You see, for a whole myriad of reasons I'm about to spell out in resplendent detail, we live in an age of migration, our identities as fluid as where we keep our bank accounts, and the American dream is about creating new goals to replace all the ones we lost, bloodied and battered along the way. We measure success incrementally and by how much stupid shit we get away with in someone else's country. Whenever a new opportunity arises in some distant land, we don't hem and haw and talk about the stability in our home lives; instead, we hatch highfalutin real-estate schemes and extol the virtues of belonging to two places at once -- rather than simply owning up to the fact that you like one of the places exponentially more than the other. The five-year-plan is replaced by the six-month-plan, and owning multiple business ventures is a great excuse for not having a day job, or at least one that you go to during the day. Call it "the joy of more while having less to show for it" (sorry, Pico Iyer).

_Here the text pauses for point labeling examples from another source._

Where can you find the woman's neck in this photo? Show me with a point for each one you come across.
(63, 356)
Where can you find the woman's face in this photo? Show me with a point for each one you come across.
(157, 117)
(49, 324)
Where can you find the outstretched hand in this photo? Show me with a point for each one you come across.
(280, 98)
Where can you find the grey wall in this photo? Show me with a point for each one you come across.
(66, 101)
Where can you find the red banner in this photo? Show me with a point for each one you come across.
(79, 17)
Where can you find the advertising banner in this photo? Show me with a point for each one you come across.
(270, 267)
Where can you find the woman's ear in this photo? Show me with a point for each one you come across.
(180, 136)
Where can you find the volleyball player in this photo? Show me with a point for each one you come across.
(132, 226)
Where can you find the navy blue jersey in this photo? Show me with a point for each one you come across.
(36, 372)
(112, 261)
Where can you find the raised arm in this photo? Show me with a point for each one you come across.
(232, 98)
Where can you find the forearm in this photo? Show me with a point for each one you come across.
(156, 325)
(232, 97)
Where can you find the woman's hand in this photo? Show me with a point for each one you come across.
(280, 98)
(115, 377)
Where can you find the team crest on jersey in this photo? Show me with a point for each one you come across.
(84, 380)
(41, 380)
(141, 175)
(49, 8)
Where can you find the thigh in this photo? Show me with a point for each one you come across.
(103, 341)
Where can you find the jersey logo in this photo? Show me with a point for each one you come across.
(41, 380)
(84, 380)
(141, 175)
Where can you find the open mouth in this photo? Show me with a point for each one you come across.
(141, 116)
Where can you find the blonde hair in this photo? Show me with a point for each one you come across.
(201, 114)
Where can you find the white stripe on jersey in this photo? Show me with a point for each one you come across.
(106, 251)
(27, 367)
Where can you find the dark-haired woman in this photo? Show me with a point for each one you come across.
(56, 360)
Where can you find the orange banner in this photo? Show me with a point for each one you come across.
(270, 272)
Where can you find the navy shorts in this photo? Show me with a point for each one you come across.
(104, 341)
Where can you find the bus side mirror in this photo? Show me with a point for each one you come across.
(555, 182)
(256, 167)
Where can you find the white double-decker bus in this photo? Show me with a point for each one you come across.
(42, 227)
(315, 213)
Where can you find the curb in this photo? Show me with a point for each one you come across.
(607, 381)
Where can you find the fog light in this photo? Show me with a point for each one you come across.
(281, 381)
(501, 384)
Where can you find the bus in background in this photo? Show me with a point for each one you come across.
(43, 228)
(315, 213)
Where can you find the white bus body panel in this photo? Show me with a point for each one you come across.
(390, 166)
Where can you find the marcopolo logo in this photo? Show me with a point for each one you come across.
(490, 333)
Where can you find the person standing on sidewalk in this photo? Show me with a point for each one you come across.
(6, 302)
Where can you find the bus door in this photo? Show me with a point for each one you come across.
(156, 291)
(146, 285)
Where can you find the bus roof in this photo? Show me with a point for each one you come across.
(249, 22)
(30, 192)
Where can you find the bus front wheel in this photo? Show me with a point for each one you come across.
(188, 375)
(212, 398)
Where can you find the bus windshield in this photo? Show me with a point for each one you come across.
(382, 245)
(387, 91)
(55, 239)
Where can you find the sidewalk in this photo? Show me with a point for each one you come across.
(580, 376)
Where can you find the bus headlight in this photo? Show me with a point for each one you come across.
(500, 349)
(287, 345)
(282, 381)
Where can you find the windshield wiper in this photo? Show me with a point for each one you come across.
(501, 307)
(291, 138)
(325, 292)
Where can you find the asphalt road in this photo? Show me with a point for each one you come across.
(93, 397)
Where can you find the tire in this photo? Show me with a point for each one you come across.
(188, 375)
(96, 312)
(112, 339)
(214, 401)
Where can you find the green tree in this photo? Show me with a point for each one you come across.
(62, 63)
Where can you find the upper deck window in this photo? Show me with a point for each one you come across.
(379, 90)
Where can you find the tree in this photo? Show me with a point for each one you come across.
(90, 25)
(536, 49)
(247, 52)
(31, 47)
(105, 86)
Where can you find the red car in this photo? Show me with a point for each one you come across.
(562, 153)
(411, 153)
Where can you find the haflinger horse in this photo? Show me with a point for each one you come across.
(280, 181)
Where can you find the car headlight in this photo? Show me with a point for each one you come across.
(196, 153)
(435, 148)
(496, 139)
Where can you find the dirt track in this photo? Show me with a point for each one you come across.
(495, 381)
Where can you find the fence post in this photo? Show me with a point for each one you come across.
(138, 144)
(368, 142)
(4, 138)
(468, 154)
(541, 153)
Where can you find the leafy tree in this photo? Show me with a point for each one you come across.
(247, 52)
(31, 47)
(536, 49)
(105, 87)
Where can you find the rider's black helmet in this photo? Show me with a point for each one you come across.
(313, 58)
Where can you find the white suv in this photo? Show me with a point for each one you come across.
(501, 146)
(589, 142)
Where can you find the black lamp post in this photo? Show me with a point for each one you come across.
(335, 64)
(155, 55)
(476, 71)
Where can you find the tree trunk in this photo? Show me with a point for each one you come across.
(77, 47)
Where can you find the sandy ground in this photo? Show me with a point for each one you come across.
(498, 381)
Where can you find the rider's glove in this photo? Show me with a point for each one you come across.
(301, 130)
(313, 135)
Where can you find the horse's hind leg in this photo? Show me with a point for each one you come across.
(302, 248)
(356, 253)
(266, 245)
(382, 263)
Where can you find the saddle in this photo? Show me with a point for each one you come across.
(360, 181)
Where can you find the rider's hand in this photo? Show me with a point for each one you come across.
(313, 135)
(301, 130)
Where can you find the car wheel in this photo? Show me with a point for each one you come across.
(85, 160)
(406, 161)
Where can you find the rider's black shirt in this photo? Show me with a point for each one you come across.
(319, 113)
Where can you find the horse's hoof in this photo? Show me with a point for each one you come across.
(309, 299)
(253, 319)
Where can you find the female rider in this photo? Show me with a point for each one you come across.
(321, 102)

And yet, reinventing yourself is arguably easier than having to find new friends. A few weeks back, a buddy of mine remarked, half-casually and half-this-is-totally-what-my-dissertation-thesis-is-about-so-don't-you-dare-use-it, that the process of globalization was impersonalising everything, most of all our relationships. After taking a moment to consider what that meant about, ahem, our friendship, I realized that it was true, and that, come to think of it, most of my relationships in the past three-and-a-half years have suffered as a result of being abroad. What's worse is that I've become too preoccupied with my newfound hot damn! global perspective to bother fixing them.
And of course, with great mobility comes great sacrificing of tried and true communication rites, which might explain why I continue to wear my cloak of invisibility whenever I'm on gchat or Skype. I think it's because I'm afraid that being accessible and -- gasp -- actually present, for a change, will shatter that whole foreign mystique I've worked so hard cultivating over the last few years. Or maybe it's because I haven't gotten fully accustomed to the fact that nothing on the internet is blocked, making it that much easier to commit social media faux-pas.

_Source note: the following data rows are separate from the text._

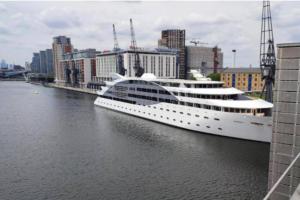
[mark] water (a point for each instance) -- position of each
(55, 144)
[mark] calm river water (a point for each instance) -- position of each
(57, 145)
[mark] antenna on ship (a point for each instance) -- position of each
(267, 52)
(137, 64)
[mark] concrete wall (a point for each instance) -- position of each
(286, 121)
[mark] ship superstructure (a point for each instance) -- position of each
(202, 105)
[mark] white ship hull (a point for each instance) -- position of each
(234, 125)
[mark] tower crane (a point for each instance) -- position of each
(267, 52)
(116, 44)
(137, 64)
(119, 58)
(196, 42)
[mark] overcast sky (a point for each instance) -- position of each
(28, 27)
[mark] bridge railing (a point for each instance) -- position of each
(276, 193)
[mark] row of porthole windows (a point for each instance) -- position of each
(189, 114)
(205, 117)
(181, 121)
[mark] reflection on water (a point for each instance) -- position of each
(57, 145)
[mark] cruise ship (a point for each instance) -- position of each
(200, 105)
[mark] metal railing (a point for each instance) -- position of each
(271, 191)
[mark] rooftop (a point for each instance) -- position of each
(242, 70)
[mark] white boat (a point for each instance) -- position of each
(203, 105)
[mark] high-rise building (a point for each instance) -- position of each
(78, 68)
(161, 63)
(43, 63)
(206, 60)
(60, 46)
(175, 39)
(27, 66)
(3, 64)
(49, 62)
(35, 63)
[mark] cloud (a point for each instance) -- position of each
(59, 18)
(3, 8)
(230, 25)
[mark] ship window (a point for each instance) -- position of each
(164, 92)
(207, 106)
(190, 104)
(174, 101)
(217, 108)
(255, 123)
(197, 105)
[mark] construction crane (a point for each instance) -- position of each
(116, 44)
(267, 52)
(119, 58)
(196, 42)
(137, 65)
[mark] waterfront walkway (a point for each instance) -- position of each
(83, 90)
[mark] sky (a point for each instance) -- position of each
(27, 27)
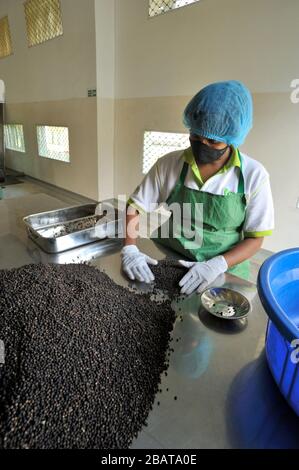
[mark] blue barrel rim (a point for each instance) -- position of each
(285, 326)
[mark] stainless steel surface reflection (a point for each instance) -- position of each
(226, 397)
(225, 303)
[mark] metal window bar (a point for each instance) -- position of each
(43, 20)
(14, 137)
(157, 144)
(53, 143)
(157, 7)
(5, 38)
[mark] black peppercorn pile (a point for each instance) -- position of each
(168, 274)
(83, 358)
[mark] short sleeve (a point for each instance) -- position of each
(147, 195)
(259, 220)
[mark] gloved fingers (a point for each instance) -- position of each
(129, 273)
(190, 287)
(186, 278)
(202, 287)
(146, 273)
(152, 261)
(149, 273)
(137, 274)
(187, 264)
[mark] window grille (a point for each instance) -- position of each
(53, 142)
(5, 38)
(157, 144)
(156, 7)
(43, 20)
(14, 137)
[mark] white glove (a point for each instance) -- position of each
(201, 274)
(135, 264)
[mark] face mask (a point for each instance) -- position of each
(205, 154)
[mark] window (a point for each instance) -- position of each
(53, 142)
(5, 38)
(157, 144)
(14, 137)
(43, 20)
(156, 7)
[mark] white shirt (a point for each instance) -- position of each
(163, 176)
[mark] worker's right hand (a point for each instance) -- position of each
(135, 264)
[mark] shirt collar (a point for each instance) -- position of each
(233, 161)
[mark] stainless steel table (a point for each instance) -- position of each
(226, 397)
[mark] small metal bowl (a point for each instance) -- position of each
(224, 303)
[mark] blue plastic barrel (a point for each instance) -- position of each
(278, 288)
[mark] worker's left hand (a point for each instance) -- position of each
(201, 274)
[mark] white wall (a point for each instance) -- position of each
(105, 59)
(176, 53)
(47, 84)
(60, 69)
(163, 61)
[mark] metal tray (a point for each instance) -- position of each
(45, 229)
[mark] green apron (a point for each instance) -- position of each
(219, 226)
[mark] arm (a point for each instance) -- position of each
(243, 251)
(134, 263)
(132, 226)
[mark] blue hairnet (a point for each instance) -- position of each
(221, 111)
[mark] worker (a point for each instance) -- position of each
(233, 188)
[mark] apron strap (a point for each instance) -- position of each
(241, 187)
(183, 173)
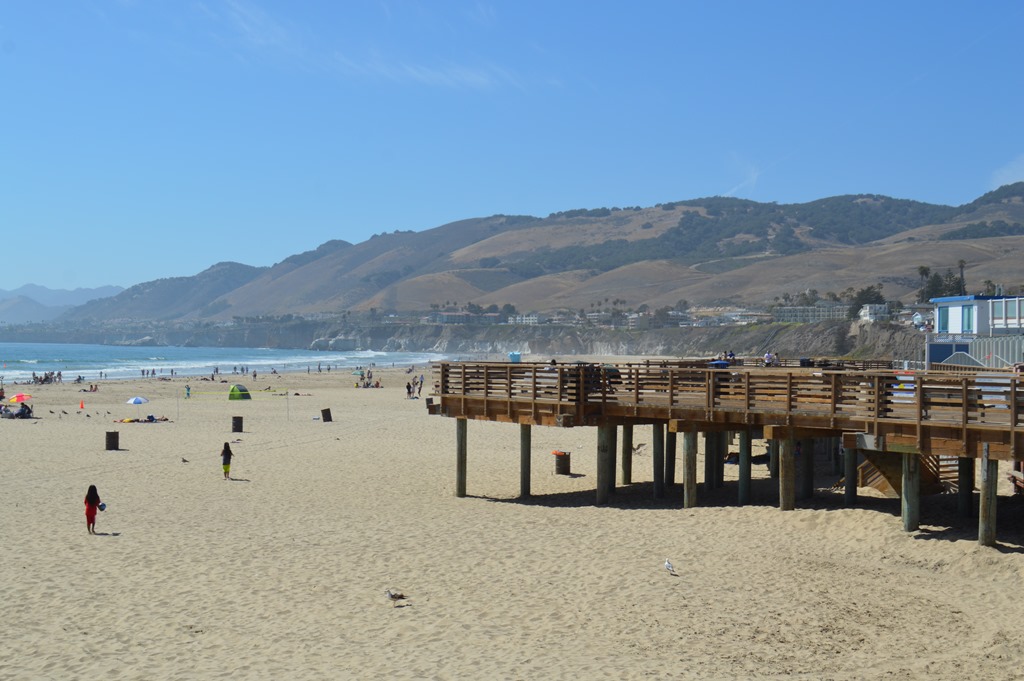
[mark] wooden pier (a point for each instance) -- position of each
(896, 416)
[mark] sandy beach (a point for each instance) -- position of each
(280, 572)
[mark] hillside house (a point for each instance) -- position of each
(983, 331)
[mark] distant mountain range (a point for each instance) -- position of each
(711, 251)
(37, 303)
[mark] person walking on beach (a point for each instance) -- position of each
(225, 460)
(92, 505)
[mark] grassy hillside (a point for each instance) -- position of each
(713, 250)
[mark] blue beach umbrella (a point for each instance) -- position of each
(137, 400)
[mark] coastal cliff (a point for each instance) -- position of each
(877, 340)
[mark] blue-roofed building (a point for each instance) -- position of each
(984, 331)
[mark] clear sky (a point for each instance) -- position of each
(150, 138)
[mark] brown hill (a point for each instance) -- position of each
(706, 251)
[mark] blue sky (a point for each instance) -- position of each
(150, 138)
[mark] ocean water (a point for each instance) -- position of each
(19, 360)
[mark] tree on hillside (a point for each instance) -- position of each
(870, 295)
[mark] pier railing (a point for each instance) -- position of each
(587, 393)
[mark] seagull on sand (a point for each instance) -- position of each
(394, 596)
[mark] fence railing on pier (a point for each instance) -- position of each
(864, 399)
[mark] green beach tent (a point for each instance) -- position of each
(239, 392)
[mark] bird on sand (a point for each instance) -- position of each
(394, 596)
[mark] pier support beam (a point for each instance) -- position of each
(723, 451)
(460, 457)
(524, 459)
(711, 445)
(986, 512)
(603, 457)
(849, 476)
(627, 455)
(689, 469)
(612, 452)
(910, 494)
(786, 475)
(670, 459)
(657, 443)
(806, 463)
(744, 467)
(965, 486)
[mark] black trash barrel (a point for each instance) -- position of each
(562, 463)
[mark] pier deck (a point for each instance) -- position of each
(969, 416)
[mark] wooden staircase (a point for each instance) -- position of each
(884, 471)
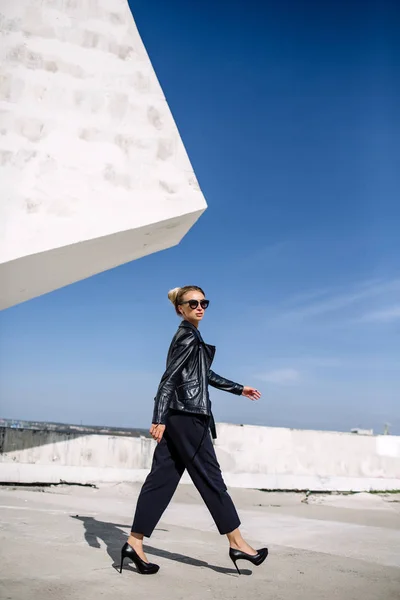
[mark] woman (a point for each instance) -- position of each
(181, 421)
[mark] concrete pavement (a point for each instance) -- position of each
(62, 542)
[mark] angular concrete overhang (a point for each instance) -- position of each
(93, 172)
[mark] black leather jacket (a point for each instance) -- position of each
(184, 385)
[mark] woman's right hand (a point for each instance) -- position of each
(157, 431)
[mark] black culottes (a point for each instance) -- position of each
(186, 444)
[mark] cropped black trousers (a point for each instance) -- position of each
(186, 444)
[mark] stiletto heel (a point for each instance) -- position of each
(237, 568)
(144, 568)
(256, 559)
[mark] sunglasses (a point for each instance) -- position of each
(194, 303)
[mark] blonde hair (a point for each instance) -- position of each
(176, 295)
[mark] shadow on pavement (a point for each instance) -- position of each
(114, 539)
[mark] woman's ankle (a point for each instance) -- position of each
(135, 538)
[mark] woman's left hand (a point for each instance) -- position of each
(251, 393)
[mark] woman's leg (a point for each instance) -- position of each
(192, 440)
(156, 493)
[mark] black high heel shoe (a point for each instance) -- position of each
(256, 559)
(144, 568)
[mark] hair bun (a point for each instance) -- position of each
(172, 294)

But hey, things are only going to get worse before they get better, and by the time they get better, everyone will be living in China anyways. Soon enough, I'll be back there as well, if only to tell everyone that nobody outside of China cares about their well-being as much as I do. Oh, and to chill out, because Avatar is so not about them.
*Editor's note: In the event that one of my real friends stumbles onto this and mistakes it for a serious commentary on the state of my own existence, please disregard the parts where I throw everyone under the proverbial bus. For everyone else, this is a purely tongue-in-cheek exercise that I refuse to apologize for other than the italicized segment that you're reading now.